A letter written by Lady Eileen while at Sea Gull Manor to her cousin Pobbles had (so Pobbles confessed later) suddenly opened the lady’s eyes to her own true feelings. She began to wonder if Rags had loved her “for herself,” after all. And, anyhow, she didn’t want a girl like Ena Rolls to get him. So she met the ship on which Lady Raygan, Rags, and Eileen returned to Ireland, in order to “make a dead set” at the man she had once discarded. An engagement was the consequence, and in the first letter Rags wrote to thank his kind host and hostess on Long Island, he asked for congratulations.
It was the same day that Ena began to sneeze so dismally that the only place for her was bed. And when she could leave its seclusion the next only place was Palm Beach. She said she would die unless she could go to Palm Beach, so mother took her, and Peter took them both, not to speak of Ena’s maid.
He did not wish to play courier. To turn his back on New York interfered seriously with his plans and half plans and hopes and half hopes. But father would not go, and mother and Ena could not without a man. Peter was the only one available at the moment, and it was April when Ena felt well enough to face the North again. By this time the news of her engagement to the Marchese di Rivoli had been copied from all the principal papers into the little papers, and even the most confirmed cats must be acknowledging far and near that to lose an earl and gain a marquis is a step up in life.
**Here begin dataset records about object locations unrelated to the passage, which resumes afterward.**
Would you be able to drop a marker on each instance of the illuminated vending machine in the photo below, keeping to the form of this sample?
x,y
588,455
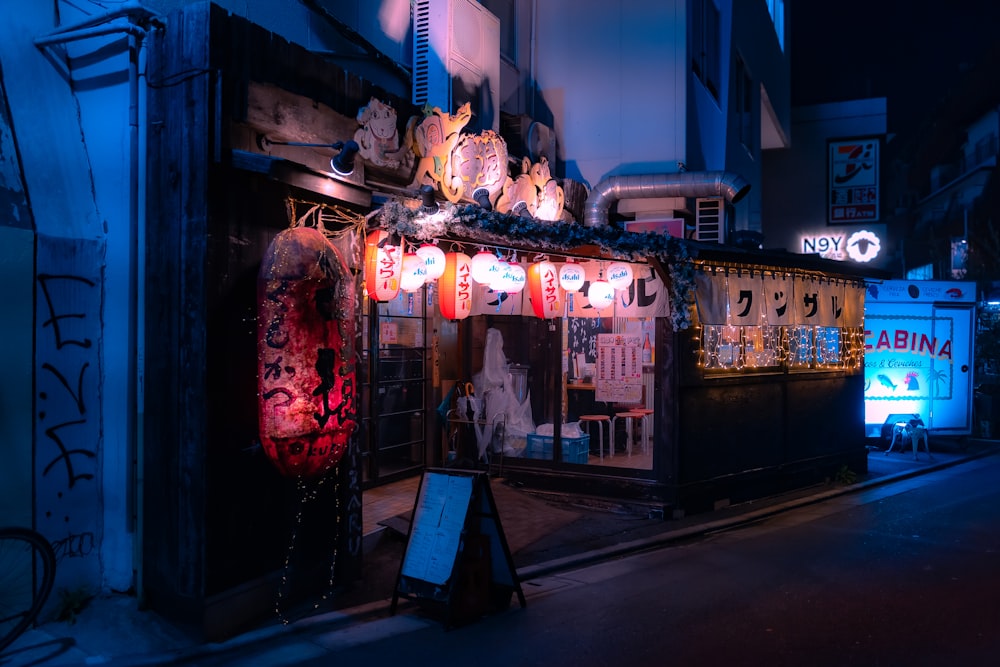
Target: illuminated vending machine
x,y
919,344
It was, of course, not ideal that the Marchese di Rivoli had no remaining family estates of which his fiancee could talk, and there were creatures ready to swear not only that he had come to Palm Beach to pick up an heiress, but that the penniless princess who introduced him to Miss Rolls had received a commission. Still there are always family estates in the market, and where a coronet is there is gossip also. Only the cat tribe start or believe it, and even cats purr to a marchesa, lest they may want to visit Italy next year.
In the Turkish bath which was New York that July, Peter Rolls’s department store was one of the hot rooms. Miss Rolls did not come over from Long Island to choose her trousseau there, as a badly informed newspaper announced that she would do. She went to London and Paris instead, because it was cooler as well as smarter to put the Atlantic between her and “New York with the lid off.” She ran over with the divorced Italian princess who had made her acquainted with the Marchese di Rivoli, and mother and Peter were released.
No doubt other big stores were as hot or hotter than Peter Rolls’s that July; but it seemed to Winifred Child that the Tropic of Cancer might have breezes which the Hands missed. Those of the salespeople who did not look as if at any moment their eyes might come out and all their veins burst, were living advertisements for Somebody’s Anti-Anemia Mixture before the mixture was taken. Win was of the latter type. She had become so pale and thin that Sadie Kirk compared her to a celery stalk. Sadie herself had, according to her own criticism, “shrunk and faded in the wash,” but the two girls had now few chances of “passing remarks” on each other’s appearance, for, though Sadie was still in Toys, Win had been put into Mantles.